Russia is already spreading disinformation in advance of the 2024 election on Nov. 5, using fake online accounts and bots to damage President Biden and his fellow Democrats, according to former U.S. officials and cyber experts.
The dissemination of attacks on Biden is part of a continuing effort by Moscow to undercut American military aid to Ukraine and U.S. support for and solidarity with NATO, experts said.
A similar effort is underway in Europe. France, Germany and Poland said this on Mar. 2024, that Russia has launched a barrage of propaganda to try to influence European parliamentary elections in June.
With Donald Trump opposing U.S. aid to Ukraine and claiming that he once warned a NATO leader that he would “encourage” Russia to attack a NATO ally if it didn’t pay its share in defense spending, the potential rewards for Russian President Vladimir Putin are high, according to Bret Schafer, a senior fellow at the Alliance for Securing Democracy of the German Marshall Fund.
U.S. officials are most concerned that Russia could try to interfere in the election through a “deep fake” audio or video using artificial intelligence tools or through a “hack and leak,” such as the politically damaging theft of internal Democratic Party emails by Russian military intelligence operatives in 2016.
The type of pro-Russia online propaganda campaigns that thrived on Twitter and Facebook ahead of the 2016 U.S. presidential election is now routine on every major social media platform, though it’s rare for individual accounts to go as viral now as they once did.

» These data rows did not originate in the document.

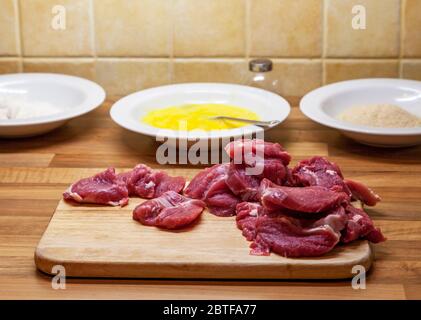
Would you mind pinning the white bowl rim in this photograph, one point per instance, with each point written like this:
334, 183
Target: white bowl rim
94, 92
311, 103
148, 130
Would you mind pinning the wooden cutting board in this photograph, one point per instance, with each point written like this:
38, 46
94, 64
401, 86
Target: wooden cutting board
98, 241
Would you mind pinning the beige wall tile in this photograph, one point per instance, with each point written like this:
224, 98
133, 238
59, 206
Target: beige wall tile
412, 28
123, 76
40, 39
379, 39
209, 28
195, 70
9, 65
132, 28
84, 68
8, 28
411, 70
339, 70
297, 77
286, 28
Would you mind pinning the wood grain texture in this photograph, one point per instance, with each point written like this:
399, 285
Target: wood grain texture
94, 141
95, 241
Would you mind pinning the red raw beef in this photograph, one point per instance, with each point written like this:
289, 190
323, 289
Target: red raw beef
247, 215
103, 188
287, 236
291, 237
359, 225
363, 193
318, 171
306, 199
144, 182
169, 211
209, 185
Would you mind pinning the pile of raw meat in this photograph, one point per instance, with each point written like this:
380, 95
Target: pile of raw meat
300, 212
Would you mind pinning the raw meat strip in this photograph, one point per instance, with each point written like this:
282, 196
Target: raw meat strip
270, 164
170, 211
359, 225
209, 185
363, 193
305, 199
288, 236
144, 182
247, 151
318, 171
103, 188
241, 184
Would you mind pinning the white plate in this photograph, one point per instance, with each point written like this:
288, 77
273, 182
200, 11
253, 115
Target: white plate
128, 111
323, 105
74, 96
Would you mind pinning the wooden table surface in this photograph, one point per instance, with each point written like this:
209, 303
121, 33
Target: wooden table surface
32, 181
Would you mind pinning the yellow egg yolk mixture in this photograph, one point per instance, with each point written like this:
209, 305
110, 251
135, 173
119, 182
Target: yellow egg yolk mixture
197, 116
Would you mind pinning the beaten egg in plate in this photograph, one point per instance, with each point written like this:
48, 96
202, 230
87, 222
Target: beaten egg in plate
198, 116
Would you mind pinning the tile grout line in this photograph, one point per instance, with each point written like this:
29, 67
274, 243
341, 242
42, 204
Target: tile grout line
18, 30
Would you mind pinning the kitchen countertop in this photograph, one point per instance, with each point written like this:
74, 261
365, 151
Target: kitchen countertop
31, 183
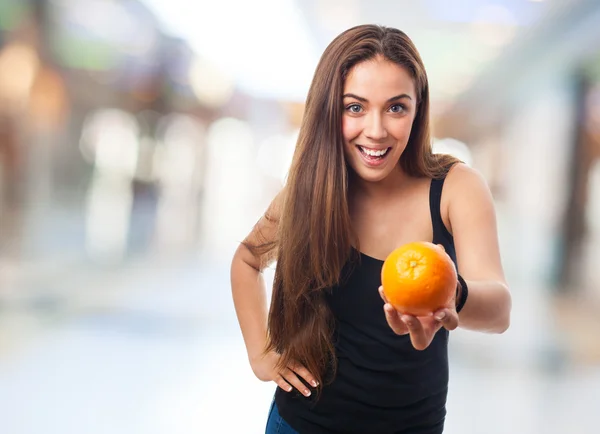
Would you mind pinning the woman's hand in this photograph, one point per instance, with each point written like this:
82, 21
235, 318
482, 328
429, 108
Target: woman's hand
265, 368
422, 329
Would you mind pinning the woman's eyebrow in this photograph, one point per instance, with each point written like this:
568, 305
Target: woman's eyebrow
361, 99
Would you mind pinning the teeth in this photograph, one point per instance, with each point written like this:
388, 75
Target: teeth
373, 153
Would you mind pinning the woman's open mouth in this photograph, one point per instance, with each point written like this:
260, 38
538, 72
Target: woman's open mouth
373, 157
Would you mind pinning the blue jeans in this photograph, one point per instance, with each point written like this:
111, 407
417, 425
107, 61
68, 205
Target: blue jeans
276, 424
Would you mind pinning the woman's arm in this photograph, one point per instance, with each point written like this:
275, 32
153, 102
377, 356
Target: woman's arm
472, 221
250, 301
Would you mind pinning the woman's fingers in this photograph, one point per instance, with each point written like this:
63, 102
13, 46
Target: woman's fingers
393, 318
418, 335
382, 295
291, 377
448, 318
303, 372
279, 380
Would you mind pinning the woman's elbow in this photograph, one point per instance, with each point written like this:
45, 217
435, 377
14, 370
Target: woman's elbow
506, 306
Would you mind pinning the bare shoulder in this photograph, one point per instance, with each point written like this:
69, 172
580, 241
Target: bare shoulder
465, 184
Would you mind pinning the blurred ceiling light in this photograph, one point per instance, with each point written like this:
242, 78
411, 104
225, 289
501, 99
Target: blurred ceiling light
89, 25
110, 141
275, 155
335, 16
494, 25
453, 147
211, 86
265, 45
18, 67
176, 159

Those influence operations often create matching accounts on multiple sites, which vary drastically in their moderation policies. Accounts from one pro-Russia campaign that Meta, the owner of Facebook, cracked down on late last year, an English-language news influencer persona called “People Say,” are still live on other platforms, though some are dormant.
Moscow and its proxies have long sought to exploit divisions in American society. But experts and former U.S. officials said Trump’s false claims that the 2020 election was stolen, the country’s deepening political polarization and sharp cuts in disinformation and election integrity teams at X and other platforms provide fertile ground to spread confusion, division and chaos.
In the 2022 midterm elections, Russia primarily targeted the Democratic Party to weaken U.S. support for Ukraine, as it most likely blames Biden for forging a unified Western alliance backing Kyiv, according to a recently released U.S. intelligence assessment.
In what appears to be an effort to deepen divisions, Russia has amplified the political dispute between the Biden administration and Texas Gov. Greg Abbott over security at the Texas border over the past month. Russian politicians, bloggers, state media and bots have promoted the idea that America is headed to a new “civil war.”
It was a quintessential move by a Russian regime with a long tradition of trying to manipulate existing political rifts, like immigration, to its advantage, experts said.
But there’s so far no sign that Russia’s disinformation operation in Texas has had any significant impact, said Emerson Brooking, a senior fellow at the Digital Forensic Research Lab at the Atlantic Council.
“So far, Russian operations targeting the U.S. have been opportunistic. They see whatever narrative is rising to the top, and they try to push it,” Brooking said. “Disinformation isn’t created in a vacuum. The more polarized a country is, the easier it is for foreign actors to infiltrate and hijack its political processes.”
Russia’s deployment of fake accounts to influence Trump votes casts a shadow over the democratic process. This manipulation highlights the urgent need for enhanced cybersecurity and media literacy measures to protect the integrity of future elections, reinforcing the importance of preserving a transparent and trustworthy democratic system.